AYUCARE is a web application that uses machine learning algorithms to detect diseases from symptoms and recommend Ayurvedic medicine. The application uses two machine learning models, both of which use decision tree algorithms.
To run the application, you will need to install the many packages, some main one like:
- Flask
- scikit-learn
- pandas
- numpy
To install these packages, you can use the following command:
pip install -r requirements.txt
To run the application, navigate to the Samudini directory and run the following command:
python app.py
This will start the Flask development server, and the application will be accessible at http://localhost:5000.

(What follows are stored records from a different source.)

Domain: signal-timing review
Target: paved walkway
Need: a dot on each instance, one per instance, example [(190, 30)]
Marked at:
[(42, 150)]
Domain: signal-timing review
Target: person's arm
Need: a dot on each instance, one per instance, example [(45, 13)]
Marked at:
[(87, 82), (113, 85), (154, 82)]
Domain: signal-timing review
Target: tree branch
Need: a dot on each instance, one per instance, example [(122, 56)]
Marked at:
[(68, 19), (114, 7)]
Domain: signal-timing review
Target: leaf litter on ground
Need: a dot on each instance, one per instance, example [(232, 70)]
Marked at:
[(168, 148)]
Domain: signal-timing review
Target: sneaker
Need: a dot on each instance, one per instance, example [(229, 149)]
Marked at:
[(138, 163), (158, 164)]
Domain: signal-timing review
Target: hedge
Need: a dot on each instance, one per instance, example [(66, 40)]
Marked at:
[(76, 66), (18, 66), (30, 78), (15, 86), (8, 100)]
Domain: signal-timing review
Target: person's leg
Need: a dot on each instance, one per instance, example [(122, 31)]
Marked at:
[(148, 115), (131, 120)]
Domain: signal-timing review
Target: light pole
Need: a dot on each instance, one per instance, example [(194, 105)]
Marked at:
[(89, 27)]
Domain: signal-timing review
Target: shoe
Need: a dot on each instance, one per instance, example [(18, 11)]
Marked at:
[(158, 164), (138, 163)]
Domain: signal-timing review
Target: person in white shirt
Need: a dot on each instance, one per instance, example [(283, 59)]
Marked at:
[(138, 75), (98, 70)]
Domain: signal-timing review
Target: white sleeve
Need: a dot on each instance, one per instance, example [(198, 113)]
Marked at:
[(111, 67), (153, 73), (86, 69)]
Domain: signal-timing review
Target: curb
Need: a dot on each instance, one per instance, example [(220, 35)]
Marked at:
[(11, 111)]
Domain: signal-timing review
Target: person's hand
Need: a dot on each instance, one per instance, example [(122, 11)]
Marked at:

The application uses two machine learning models to detect diseases and recommend Ayurvedic medicine:
-
Decision Tree Classifier: This model is trained on a dataset of symptoms and their corresponding diseases. Given a set of symptoms, the model predicts the most likely disease.
-
Decision Tree Classifier: This model is trained on a dataset of diseases and their corresponding Ayurvedic medicines. Given a disease, the model recommends the most effective Ayurvedic medicine.
The datasets used to train the machine learning models are available in the dataset directory of Nadun and Abdullah directory. The data.csv file contains a list of symptoms and their corresponding diseases, and the Drug prescription Dataset.csv file contains a list of diseases and their corresponding Ayurvedic medicines.
If you would like to contribute to this project, you can fork the repository and submit a pull request. Please make sure to follow the existing code style and include test cases for any new functionality.